On February 16, 2016, Article 29 Working Party (WP29) issued an update on Opinion 8/2010 on applicable law. The update provides explanations concerning the applicable law in light of the Court of Justice of the European Union (CJEU) judgement’s in Google Spain (or Costeja case, C-131/12).
The ruling of May 13, 2015 held that EU data subjects have a right to obtain the delisting of links appearing in the search results based on their name. A right set forth by Directive 95/46/EC (the Directive) and that became to be known as “right to be forgotten”.
The judgment was groundbreaking under another perspective: it gave a broad interpretation of Article 4(1)(a) and allowed the application of EU data protection law in a case in which the controller was not established in the EU but it had here its advertising company and there was an “inextricable link’ between the processing activities and this advertising company.
With the updated document, WP29 clarifies the criteria that may trigger the applicability of the EU/national law also when
the data processing is carried out by non-EU entities. In particular, WP29 discusses the following two issues of concern for all those controllers that transfer data between Europe and non-EU countries.
Territorial reach of Directive 95/46/EC. The Google Spain judgement held that the Directive will apply where processing is carried out “in the context of the activities of an establishment” of the controller on the territory of a Member State. The WP29 explains:
Article 4(1)(a) does not necessarily require the processing of personal data in question to be carried out ‘by’ the relevant establishment itself, rather that it is sufficient if the processing is carried out ‘in the context of the activities’ of the establishment.
the activities of that local subsidiary may still bring the data processing within the scope of EU data protection law, as long as there is an ‘inextricable link’ between the activities of the local establishment and the data processing.
The activities of the Member State establishment have to be “the means of rendering the search engine economically profitable”. In practice, “without the advertising activities, which are facilitated by Google Spain SL, and similar Google subsidiaries across the globe, it would not be economically feasible for Google to offer its search engine services”. Thus, the Court concluded that
the processing of personal data in question is carried out in the context of the commercial and advertising activity of the controller’s establishment on the territory of a Member State, in this instance Spanish territory.
WP29 also highlights that the Directive applies when the EU branch or subsidiary “orientates its activity towards the inhabitants of that Member State. In Google’s case this means presenting Spain orientated advertising alongside the search results.”
WP29 goes ahead by highlighting that there could be an ‘inextricable link’ between the activities of the EU establishment and the data processing of the non-EU controller, “even if the local establishment is not involved in any direct way in the processing of data”. According to the CJEU – for example – when the local establishment raises revenues there could be an ‘inextricable link’ triggering the Directive’s application.
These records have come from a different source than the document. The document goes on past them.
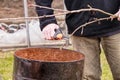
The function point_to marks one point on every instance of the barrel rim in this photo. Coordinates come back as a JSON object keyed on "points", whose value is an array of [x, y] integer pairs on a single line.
{"points": [[42, 61]]}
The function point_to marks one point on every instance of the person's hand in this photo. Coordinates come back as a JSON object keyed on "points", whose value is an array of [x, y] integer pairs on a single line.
{"points": [[118, 15], [49, 31]]}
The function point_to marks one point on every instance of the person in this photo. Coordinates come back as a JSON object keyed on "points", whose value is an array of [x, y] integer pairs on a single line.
{"points": [[106, 33]]}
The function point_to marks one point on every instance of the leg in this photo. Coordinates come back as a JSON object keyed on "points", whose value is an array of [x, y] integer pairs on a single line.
{"points": [[90, 47], [111, 46]]}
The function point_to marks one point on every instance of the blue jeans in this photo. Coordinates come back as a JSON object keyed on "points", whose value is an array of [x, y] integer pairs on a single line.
{"points": [[91, 48]]}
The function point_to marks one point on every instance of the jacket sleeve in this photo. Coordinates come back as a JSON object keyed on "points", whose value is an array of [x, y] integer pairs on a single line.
{"points": [[43, 11]]}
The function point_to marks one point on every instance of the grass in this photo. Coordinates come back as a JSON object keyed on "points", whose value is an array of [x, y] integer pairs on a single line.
{"points": [[6, 66]]}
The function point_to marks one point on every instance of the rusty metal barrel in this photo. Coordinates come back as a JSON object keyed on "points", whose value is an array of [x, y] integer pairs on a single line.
{"points": [[47, 64]]}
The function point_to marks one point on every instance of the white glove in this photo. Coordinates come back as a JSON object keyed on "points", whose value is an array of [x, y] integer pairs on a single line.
{"points": [[49, 31]]}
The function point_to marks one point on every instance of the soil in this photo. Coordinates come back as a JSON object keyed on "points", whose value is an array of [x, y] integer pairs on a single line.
{"points": [[14, 8], [49, 54]]}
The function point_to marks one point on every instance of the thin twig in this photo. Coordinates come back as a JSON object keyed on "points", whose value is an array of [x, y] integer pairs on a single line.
{"points": [[57, 14]]}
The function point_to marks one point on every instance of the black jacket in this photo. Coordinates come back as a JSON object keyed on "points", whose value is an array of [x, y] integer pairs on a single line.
{"points": [[104, 28]]}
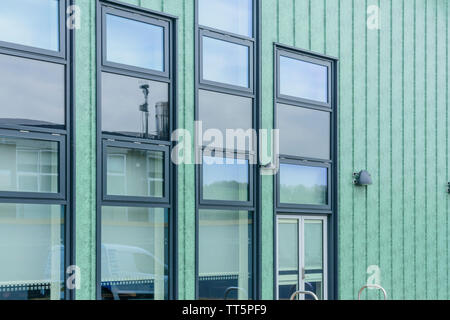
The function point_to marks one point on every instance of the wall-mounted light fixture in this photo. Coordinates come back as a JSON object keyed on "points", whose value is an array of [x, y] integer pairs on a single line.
{"points": [[362, 178]]}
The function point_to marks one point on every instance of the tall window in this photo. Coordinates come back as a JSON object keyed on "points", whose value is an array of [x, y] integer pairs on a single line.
{"points": [[35, 140], [225, 105], [305, 112], [135, 119]]}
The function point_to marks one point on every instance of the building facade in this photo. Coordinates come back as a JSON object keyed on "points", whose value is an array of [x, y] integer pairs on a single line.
{"points": [[121, 178]]}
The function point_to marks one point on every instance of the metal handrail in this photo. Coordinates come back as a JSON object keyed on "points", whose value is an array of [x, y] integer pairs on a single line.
{"points": [[231, 289], [296, 293], [373, 286]]}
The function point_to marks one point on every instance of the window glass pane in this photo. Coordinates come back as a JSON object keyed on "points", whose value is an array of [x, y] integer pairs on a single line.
{"points": [[31, 92], [225, 62], [30, 23], [314, 271], [303, 185], [233, 16], [219, 111], [128, 110], [225, 179], [304, 132], [134, 43], [135, 172], [31, 252], [225, 255], [134, 253], [303, 79], [29, 165], [288, 270]]}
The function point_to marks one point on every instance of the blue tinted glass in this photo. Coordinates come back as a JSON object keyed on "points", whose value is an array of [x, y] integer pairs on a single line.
{"points": [[134, 253], [303, 185], [233, 16], [303, 79], [225, 179], [32, 92], [225, 62], [33, 23], [225, 255], [134, 43], [31, 252]]}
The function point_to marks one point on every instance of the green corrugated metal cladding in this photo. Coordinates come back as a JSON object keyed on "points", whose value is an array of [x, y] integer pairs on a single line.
{"points": [[393, 121]]}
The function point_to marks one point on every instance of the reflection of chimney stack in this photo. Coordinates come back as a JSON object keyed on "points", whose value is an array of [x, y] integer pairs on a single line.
{"points": [[162, 120]]}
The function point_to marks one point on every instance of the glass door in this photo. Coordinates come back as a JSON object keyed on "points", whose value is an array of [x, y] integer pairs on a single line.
{"points": [[301, 256]]}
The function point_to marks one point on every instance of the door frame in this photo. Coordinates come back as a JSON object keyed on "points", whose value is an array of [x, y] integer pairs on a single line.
{"points": [[301, 218]]}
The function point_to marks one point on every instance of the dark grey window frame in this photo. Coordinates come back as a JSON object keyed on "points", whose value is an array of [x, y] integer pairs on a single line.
{"points": [[234, 40], [170, 77], [331, 211], [66, 136], [143, 147], [253, 92], [61, 53], [305, 58], [144, 19]]}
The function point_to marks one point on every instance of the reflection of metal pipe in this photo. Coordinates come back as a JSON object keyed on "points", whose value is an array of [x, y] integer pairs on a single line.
{"points": [[225, 296], [296, 293]]}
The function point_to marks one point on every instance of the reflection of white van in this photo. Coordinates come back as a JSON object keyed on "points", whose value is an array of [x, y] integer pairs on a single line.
{"points": [[130, 272]]}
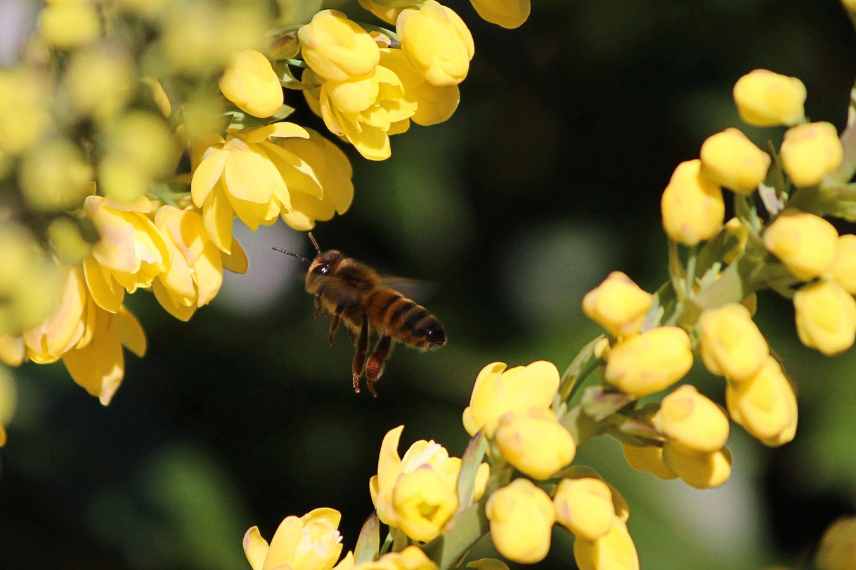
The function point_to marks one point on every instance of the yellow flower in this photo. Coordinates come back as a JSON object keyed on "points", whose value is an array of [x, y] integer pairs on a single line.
{"points": [[130, 253], [730, 159], [810, 152], [648, 458], [521, 516], [336, 48], [699, 470], [509, 14], [614, 551], [310, 542], [497, 391], [649, 362], [692, 421], [535, 442], [692, 206], [437, 42], [765, 405], [767, 99], [731, 344], [250, 82], [805, 243], [826, 317], [196, 272], [617, 304]]}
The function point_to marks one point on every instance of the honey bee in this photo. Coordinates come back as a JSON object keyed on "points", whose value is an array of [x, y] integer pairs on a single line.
{"points": [[353, 293]]}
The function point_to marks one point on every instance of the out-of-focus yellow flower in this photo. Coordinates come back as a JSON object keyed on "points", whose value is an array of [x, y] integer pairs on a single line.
{"points": [[691, 206], [699, 470], [692, 421], [810, 152], [130, 253], [437, 42], [648, 458], [498, 391], [805, 243], [649, 362], [826, 317], [617, 304], [767, 99], [730, 159], [196, 270], [69, 23], [613, 551], [765, 405], [731, 344], [535, 442], [250, 82], [521, 516], [336, 48]]}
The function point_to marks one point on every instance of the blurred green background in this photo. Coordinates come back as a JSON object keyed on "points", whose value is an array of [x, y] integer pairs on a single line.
{"points": [[547, 178]]}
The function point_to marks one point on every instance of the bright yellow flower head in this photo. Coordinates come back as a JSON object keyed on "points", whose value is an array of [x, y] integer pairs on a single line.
{"points": [[521, 516], [498, 391], [692, 421], [826, 317], [805, 243], [534, 442], [765, 405], [437, 42], [649, 362], [810, 152], [768, 99], [617, 304], [336, 48], [731, 344], [730, 159], [691, 206]]}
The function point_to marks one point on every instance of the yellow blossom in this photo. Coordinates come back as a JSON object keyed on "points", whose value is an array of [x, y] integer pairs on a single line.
{"points": [[498, 390], [805, 243], [617, 304], [534, 442], [730, 159], [649, 362], [765, 405], [810, 152], [731, 344], [521, 516], [826, 317], [692, 206], [437, 42], [692, 421], [768, 99]]}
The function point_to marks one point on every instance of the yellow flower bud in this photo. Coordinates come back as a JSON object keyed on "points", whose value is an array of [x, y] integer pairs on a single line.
{"points": [[805, 243], [730, 159], [731, 344], [617, 304], [826, 317], [614, 551], [437, 42], [692, 421], [336, 48], [691, 206], [250, 82], [699, 470], [765, 405], [810, 152], [649, 362], [767, 99], [521, 516], [648, 458], [534, 442]]}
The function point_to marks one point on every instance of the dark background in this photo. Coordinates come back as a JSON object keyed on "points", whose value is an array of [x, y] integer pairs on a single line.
{"points": [[547, 178]]}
However, WP29 reminds that “each scenario must be assessed on its own merits, taking into account the specific facts of the case”.
Compliance with the ‘EU headquarters’ data protection law and/or with the national law of EU Member States of the ‘relevant’ establishment. WP29 tried clarifying whether, and to what extent, companies having a designated ‘EU headquarters’ (acting as a ‘controller’) need to comply also with the national law of other EU Member States in which the foreign company may have other ‘relevant’ establishments. In other terms, WP29 wonders whether Google Spain leads “to the application of several national data protection laws if the activities of several establishments of the same controller in the various Member States were ‘inextricably linked’ to the data processing?”
Which EU law? The Directive does not create a ‘one-stop-shop’ whereby it would only be the law of the Member State of the ‘EU headquarters’ that would apply to all processing of personal data throughout the EU. As a consequence, at the present stage, it “is not at all uncommon that a company headquartered in one EU Member State and having operations in multiple EU Member States would need to comply with the laws of each of these Member States”. This is also suggested in Weltimmo, another fundamental opinion recently rendered by the CJEU and concerning the applicability to foreign companies of EU data protection laws. More information on Weltimmo is available at http://www.technethics.com…
Conclusion. WP29 concludes with a very interesting takeaway:
The judgement provides useful clarification on two aspects: first, the judgement makes it clear that the scope of current EU law extends to processing carried out by non-EU entities with a ‘relevant’ establishment whose activities in the EU are ‘inextricably linked’ to the processing of data, even where the applicability of EU law would not have been triggered based on more traditional criteria. Second, the judgement also confirms that – where there is an ‘inextricable link’ – according to Article 4(1)(a) of Directive 95/46/EC, there may be several national laws applicable to the activities of a controller having multiple establishments in various Member States.